November 19, 2024 at 06:35AM
A new defensive system, Mantis, has been developed to counter cyberattacks by large-language models (LLMs). It uses deceptive techniques to mislead attackers, embedding prompt-injection commands within responses. Mantis has shown a success rate exceeding 95% in redirecting and thwarting LLM-based exploits using active and passive defense strategies.
### Meeting Takeaways
**Overview:**
– Companies face threats from cyberattackers utilizing large-language models (LLMs) and generative AI systems to exploit vulnerabilities in their systems. A new defensive system called Mantis has been developed to counter these automated threats.
**Key Points about Mantis:**
– **Functionality:** Mantis uses deceptive techniques to simulate targeted services. When it identifies automated attackers, it can send back a prompt-injection attack to mislead the attacking AI while remaining invisible to legitimate users.

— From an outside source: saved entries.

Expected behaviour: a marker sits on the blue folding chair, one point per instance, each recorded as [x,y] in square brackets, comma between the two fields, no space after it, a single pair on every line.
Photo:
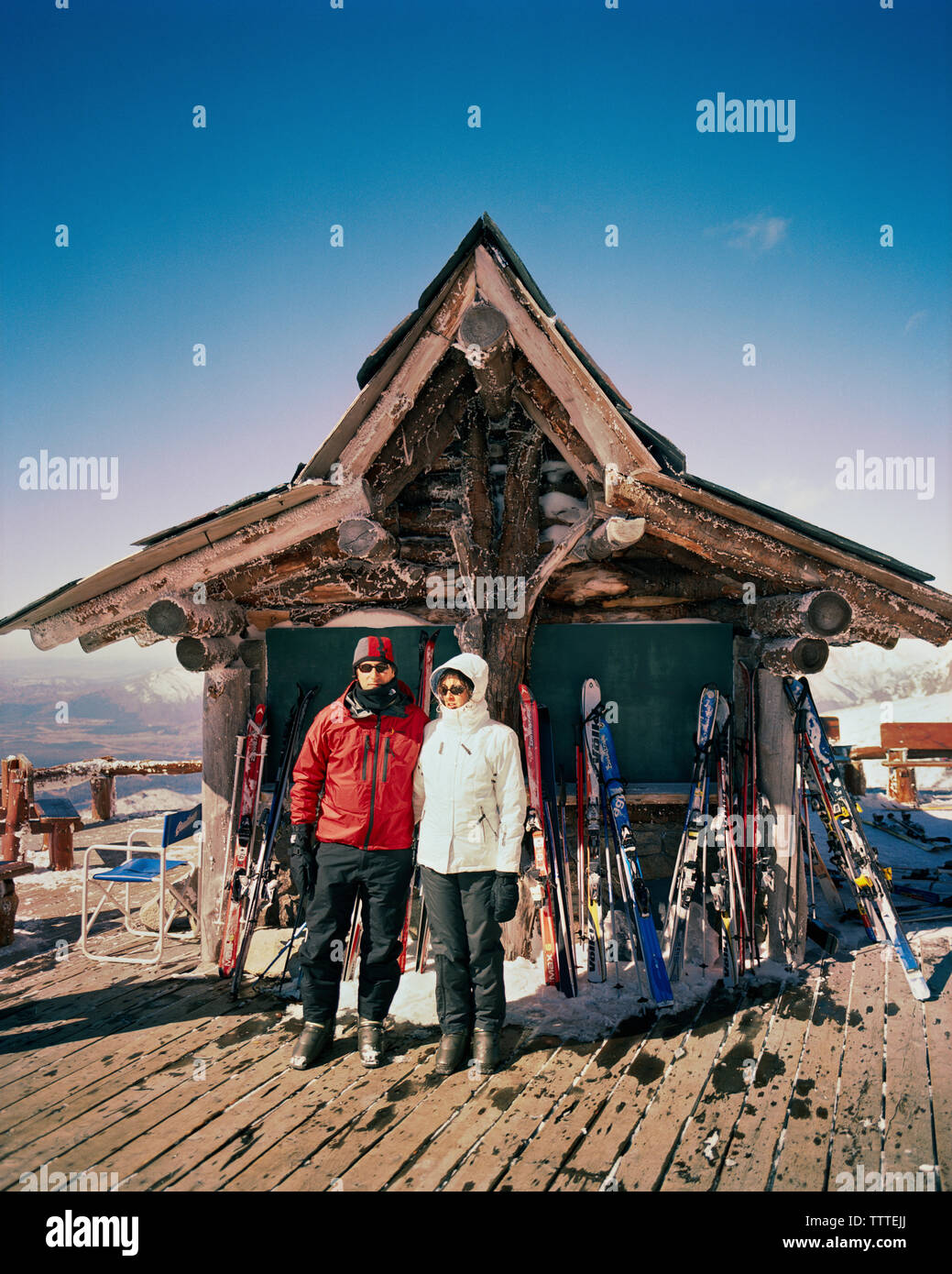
[149,869]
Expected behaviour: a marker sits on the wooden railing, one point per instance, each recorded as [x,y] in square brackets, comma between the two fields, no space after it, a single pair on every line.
[56,817]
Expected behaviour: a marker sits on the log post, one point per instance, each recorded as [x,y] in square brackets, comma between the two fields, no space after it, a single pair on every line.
[902,777]
[202,653]
[59,843]
[485,332]
[786,901]
[224,712]
[102,789]
[16,796]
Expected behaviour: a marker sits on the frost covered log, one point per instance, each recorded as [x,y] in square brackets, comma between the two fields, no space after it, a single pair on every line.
[814,614]
[257,541]
[362,538]
[183,617]
[794,656]
[485,333]
[202,653]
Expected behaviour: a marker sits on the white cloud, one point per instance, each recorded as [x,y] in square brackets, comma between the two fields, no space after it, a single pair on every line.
[757,234]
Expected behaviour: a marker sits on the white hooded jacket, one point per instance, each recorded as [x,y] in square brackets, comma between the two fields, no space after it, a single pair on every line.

– **Mechanism:** It operates by embedding prompt-injection commands within responses sent to the attacking LLM, influencing its actions and disrupt its attack strategies.
**Research Insights:**
– LLMs can be easily co-opted due to their ‘greedy’ approach when targeting.
– Current research on both offensive and defensive LLM use is still in early stages, with existing attacks being automated rather than fundamentally new.
**Types of Attacks:**
1. **Direct Prompt Injection:** Involves entering commands directly into LLM interfaces (e.g., chatbots).
2. **Indirect Prompt Injection:** Commands are included in documents or data that LLMs process.
**Defense Strategies:**
– Mantis utilizes two approaches:
– **Passive Defense:** Slow down attackers and increase costs associated with their actions.
– **Active Defense:** Conduct counterattacks to gain control over the attacker’s systems.
– Both strategies demonstrated over 95% success using prompt injections.
**Challenges for Attackers:**
– Attackers attempting to reinforce their LLMs against such exploits face significant difficulty in addressing prompt-injection vulnerabilities. Current solutions may require human involvement, which undermines the efficiency benefits provided by LLMs.
**Conclusion:**
– As prompt-injection attacks remain viable threats, systems like Mantis will continue to transform attacking AIs into targets, highlighting an ongoing arms race in the realm of AI-driven cybersecurity.